A constant voltage transformer (CVT) neutralises the spikes and electrical noises in the system and improves its reliability. CVTs provide harmonic buffering and improved reservoir capacitor hold-up for the inevitable micro breaks that occur with grid protection switching. CVTs can work under a wide range of conditions. The benefits offered by CVTs include ride-through ability, sag mitigation and voltage regulation. These are designed to provide an output voltage which is not significantly affected by input voltage variations. The transformers are engineered to operate in a condition of constant core saturation so that variations in supply voltage have little effect on the core’s magnetic flux density.
Another technological solution to improve power quality is the unified power quality conditioner (UPQC). UPQCs reduce harmonics in the supply current, thereby improving current quality for non-linear loads. UPQCs can be used for power distribution systems and are connected at the point of loads that generate harmonic currents. The main functions of a UPQC are reactive power compensation, voltage regulation, and compensation for voltage sags and swells.
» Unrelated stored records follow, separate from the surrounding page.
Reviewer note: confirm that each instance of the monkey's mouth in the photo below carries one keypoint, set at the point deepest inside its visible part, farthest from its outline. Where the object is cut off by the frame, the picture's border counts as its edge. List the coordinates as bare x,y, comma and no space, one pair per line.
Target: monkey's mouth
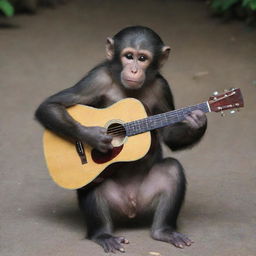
133,83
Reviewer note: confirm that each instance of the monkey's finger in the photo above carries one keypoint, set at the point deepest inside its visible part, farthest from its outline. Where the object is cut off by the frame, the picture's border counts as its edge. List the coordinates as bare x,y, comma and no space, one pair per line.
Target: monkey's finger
107,138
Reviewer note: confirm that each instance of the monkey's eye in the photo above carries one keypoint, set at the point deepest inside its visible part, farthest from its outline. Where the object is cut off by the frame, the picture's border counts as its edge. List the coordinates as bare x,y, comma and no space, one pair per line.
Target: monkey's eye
143,58
129,56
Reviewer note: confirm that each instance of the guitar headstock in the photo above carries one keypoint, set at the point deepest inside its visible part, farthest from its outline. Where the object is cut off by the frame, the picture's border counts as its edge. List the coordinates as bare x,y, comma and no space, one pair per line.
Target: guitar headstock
231,99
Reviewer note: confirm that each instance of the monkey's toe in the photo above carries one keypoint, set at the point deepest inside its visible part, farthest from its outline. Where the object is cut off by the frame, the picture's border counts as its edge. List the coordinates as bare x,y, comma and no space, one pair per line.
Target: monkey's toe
179,240
111,243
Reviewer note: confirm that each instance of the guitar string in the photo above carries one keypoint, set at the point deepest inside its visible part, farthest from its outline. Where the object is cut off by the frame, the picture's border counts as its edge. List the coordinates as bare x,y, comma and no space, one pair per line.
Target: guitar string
172,114
159,118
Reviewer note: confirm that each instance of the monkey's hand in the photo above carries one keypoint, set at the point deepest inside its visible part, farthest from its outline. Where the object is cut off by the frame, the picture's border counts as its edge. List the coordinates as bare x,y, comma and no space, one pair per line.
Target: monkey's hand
96,137
196,120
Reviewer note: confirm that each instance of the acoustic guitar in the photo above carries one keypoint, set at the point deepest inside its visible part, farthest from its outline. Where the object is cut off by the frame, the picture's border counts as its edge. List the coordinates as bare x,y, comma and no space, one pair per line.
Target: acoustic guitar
74,165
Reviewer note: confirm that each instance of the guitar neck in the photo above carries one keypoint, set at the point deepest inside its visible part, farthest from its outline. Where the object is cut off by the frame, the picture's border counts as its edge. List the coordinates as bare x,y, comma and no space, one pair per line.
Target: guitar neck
161,120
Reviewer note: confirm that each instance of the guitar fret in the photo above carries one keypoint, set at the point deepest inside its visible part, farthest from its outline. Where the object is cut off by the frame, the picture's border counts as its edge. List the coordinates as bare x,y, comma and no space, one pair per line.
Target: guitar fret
161,120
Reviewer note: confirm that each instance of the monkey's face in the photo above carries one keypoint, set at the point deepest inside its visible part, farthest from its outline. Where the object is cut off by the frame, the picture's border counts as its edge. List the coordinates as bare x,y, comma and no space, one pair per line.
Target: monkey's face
134,63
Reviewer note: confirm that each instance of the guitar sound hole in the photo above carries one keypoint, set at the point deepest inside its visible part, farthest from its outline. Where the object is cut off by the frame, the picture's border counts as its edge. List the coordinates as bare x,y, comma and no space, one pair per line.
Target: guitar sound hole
118,132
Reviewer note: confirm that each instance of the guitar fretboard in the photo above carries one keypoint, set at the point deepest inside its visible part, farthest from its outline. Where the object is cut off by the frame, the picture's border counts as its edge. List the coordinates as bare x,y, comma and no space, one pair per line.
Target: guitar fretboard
161,120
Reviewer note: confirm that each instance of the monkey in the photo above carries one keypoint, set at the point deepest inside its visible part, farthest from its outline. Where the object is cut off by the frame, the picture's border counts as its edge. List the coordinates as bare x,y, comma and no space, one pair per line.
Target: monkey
152,188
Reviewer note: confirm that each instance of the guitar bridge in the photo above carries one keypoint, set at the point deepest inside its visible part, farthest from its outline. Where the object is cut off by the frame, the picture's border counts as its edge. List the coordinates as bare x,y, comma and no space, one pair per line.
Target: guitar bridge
80,152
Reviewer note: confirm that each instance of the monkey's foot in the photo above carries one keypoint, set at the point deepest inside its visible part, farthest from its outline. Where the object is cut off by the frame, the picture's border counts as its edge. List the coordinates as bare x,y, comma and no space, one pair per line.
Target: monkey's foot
111,243
167,235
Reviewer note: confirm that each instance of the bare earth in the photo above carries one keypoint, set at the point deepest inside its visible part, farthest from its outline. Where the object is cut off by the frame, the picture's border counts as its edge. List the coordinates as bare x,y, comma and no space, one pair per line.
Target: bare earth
53,50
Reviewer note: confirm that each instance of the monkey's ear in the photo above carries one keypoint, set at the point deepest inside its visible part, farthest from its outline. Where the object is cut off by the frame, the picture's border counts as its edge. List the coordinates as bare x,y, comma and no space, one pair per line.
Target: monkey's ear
165,54
110,48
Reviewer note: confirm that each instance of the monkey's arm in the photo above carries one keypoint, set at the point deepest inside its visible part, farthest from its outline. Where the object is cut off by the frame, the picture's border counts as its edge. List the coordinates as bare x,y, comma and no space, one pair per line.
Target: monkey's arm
183,134
52,112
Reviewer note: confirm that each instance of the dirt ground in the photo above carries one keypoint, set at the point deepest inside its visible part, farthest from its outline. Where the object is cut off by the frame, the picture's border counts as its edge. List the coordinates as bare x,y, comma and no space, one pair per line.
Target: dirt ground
53,50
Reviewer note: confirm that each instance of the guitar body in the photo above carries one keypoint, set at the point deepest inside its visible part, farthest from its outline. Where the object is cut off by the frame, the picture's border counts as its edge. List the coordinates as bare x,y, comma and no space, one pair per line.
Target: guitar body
63,161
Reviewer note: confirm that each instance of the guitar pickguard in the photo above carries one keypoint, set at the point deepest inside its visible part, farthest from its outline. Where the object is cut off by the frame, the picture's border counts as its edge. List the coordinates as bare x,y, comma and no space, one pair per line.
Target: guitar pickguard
101,158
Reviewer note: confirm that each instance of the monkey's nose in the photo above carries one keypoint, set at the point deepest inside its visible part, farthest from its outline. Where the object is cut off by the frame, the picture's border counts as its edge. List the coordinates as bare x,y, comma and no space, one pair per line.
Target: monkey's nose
134,70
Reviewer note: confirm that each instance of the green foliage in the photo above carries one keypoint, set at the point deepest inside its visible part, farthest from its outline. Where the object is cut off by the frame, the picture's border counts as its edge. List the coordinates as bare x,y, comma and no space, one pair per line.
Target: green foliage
6,8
Smart grids have been gaining momentum owing to the increasing variability in load caused by the influx of renewables. Smart grids play an integral role in improving power quality since it depends on the flexibility and adaptability of the grid. Smart grids enable the real-time monitoring of several parameters and help in the timely detection of faults and subsequently, their mitigation. Smart grid infrastructure can thus significantly alter the country’s power quality landscape.
The way forward
Although the country has achieved a surplus power position, with increased demand, power quality needs to be improved significantly. While technological solutions lie at the heart of this initiative, other measures too can contribute to this effort. To begin with, there is a need to increase investments in the transmission and distribution segment. In fact, power quality issues can be dealt with at the planning stage with adequate quality checks. Further, it is essential to educate consumers about the issues and initiatives that can be undertaken at the ground level. For instance, consumers should be made aware of demand-side management measures and they must be encouraged to switch to robust equipment so that power quality can be regulated at the consumers’ end as well. The power sector also requires adequate investment in research and development in order to come up with solutions that are not only technically feasible but also economically viable.
There are a large number of technological solutions that can be deployed by grid operators to address power quality issues at several levels such as transmission, distribution or end-use equipment.